In this section we introduce a short-step version of Algorithms 1 and 2. This corresponds to use a more conservative update \(\mu _{k+1} = \sigma \mu _k\) with \(\sigma = (1-\theta )\) for some small \(\theta \), to perform only two Inexact Newton iterations for each \(\mu \)-value and to consider an initial pair (yS) sufficiently well centered with respect to the initial \(\mu \). In particular, a sequence is generated such that if the initial S is sufficiently close to the central path, i.e. such that \(\delta (S,\mu )\le 1/2\), then after two inexact Newton steps the new approximation serves as well-centered starting iterate for the sub-sequent outer iteration. In this section we will use two indices to specify the outer kth iteration and the three inner iterations \(\ell = 0,1,2\).

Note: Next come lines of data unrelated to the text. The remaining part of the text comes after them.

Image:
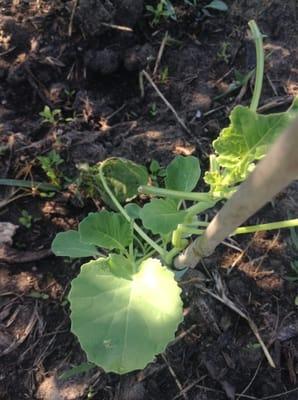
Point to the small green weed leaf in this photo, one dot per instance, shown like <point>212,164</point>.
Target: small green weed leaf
<point>217,5</point>
<point>120,266</point>
<point>246,139</point>
<point>183,173</point>
<point>122,324</point>
<point>69,244</point>
<point>161,216</point>
<point>123,178</point>
<point>106,229</point>
<point>133,210</point>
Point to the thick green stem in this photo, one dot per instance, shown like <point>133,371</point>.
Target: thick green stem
<point>121,209</point>
<point>199,208</point>
<point>258,39</point>
<point>248,229</point>
<point>175,194</point>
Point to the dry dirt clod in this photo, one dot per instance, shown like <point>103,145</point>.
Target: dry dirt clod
<point>138,57</point>
<point>93,13</point>
<point>104,61</point>
<point>14,38</point>
<point>128,12</point>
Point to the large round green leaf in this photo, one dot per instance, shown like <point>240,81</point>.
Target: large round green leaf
<point>123,323</point>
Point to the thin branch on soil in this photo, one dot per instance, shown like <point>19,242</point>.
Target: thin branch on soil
<point>172,372</point>
<point>251,382</point>
<point>24,335</point>
<point>182,335</point>
<point>180,121</point>
<point>276,396</point>
<point>7,51</point>
<point>276,102</point>
<point>271,84</point>
<point>36,85</point>
<point>12,256</point>
<point>225,300</point>
<point>119,27</point>
<point>73,11</point>
<point>190,386</point>
<point>160,53</point>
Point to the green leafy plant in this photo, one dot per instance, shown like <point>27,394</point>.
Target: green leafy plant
<point>25,219</point>
<point>125,303</point>
<point>153,110</point>
<point>224,52</point>
<point>49,164</point>
<point>50,116</point>
<point>164,75</point>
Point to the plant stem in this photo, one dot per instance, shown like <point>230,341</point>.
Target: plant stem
<point>121,209</point>
<point>199,208</point>
<point>175,194</point>
<point>258,39</point>
<point>248,229</point>
<point>266,227</point>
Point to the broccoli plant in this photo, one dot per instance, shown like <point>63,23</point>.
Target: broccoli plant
<point>125,302</point>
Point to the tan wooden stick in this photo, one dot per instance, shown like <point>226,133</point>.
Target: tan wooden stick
<point>271,175</point>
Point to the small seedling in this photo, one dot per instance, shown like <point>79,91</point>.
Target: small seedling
<point>125,303</point>
<point>26,219</point>
<point>50,116</point>
<point>153,110</point>
<point>163,10</point>
<point>49,164</point>
<point>164,75</point>
<point>224,52</point>
<point>156,171</point>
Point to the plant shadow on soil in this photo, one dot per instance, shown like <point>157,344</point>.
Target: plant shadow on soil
<point>92,77</point>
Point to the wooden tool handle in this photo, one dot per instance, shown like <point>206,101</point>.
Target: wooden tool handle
<point>272,174</point>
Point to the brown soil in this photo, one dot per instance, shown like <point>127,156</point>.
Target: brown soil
<point>65,55</point>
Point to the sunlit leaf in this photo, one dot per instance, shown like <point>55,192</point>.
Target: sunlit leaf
<point>122,324</point>
<point>246,140</point>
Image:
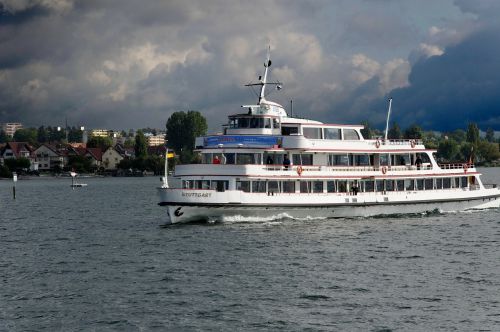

In order to establish such convergence properties we need to modify the accuracy requirement in the solution of the linear systems. Indeed, the norm of the residual is controlled by the value of the centrality measure \(\delta (S_{k,\ell }, \mu _k)\) instead of \(\Vert b - \mu _k {{\mathcal {A}}}( S_{k,\ell }^{-1})\Vert \) as in the long-step version. We state the short-step version of the inexact dual-logarithmic barrier method in Algorithm 4.

figure d

Note that since \(r_{0,0}=0\), then \(X_{0,1}\) is primal feasible. Moreover, Lemmas 35 hold also for the short-step version and for its “exact” counterpart, as the accuracy requirement in the solution of linear systems is never involved in their proofs. The following observations about the exact counterpart of our short-step algorithm are in order. First, the following result on the decrease of centrality measure holds.

Lemma 6

[8, Lemma 5.5] Fixed \(k\ge 0\), if \(S_{k,\ell }\succ 0\) is dual feasible and \(\delta _{ex}(S_{k, \ell },\mu _k) < 1\), then

$$\begin{aligned} \delta _{ex}(S_{k, \ell +1},\mu _k) \le \delta ^2_{ex}(S_{k, \ell },\mu _k), \end{aligned}$$

with \(\ell = 0,1\).

Second, it is shown in [8] that starting from \(S_{k,0}\) such that \( \delta _{ex}(S_{k, 0},\mu _k) < \frac{1}{2}\), after one Newton step the obtained approximation \(S_{k, 1}\) can be used as the subsequent well-centered starting point \(S_{k+1,0}\), i.e. such that \(\delta _{ex}(S_{k+1,0},\mu _{k+1}) \le \frac{1}{2}\) and the process is quadratically convergent. In the inexact case, we are going to prove that we need two inexact Newton iterations to get an analogous result. In other words we are going to show that the Inexact Newton process is two-step quadratically convergent in terms of the centrality measure. Obviously, as in the long step case, in the last outer iteration, we need to iterate the Inexact Newton method till convergence in order to recover primal feasibility. Therefore after termination of Algorithm 4, an extra outer iteration is performed: several steps of Inexact Newton method are made until the nonlinear residual is small.

Remark 1

In the following proofs we will make use of the centrality measure evaluated at \(S_{k,2}\), i.e.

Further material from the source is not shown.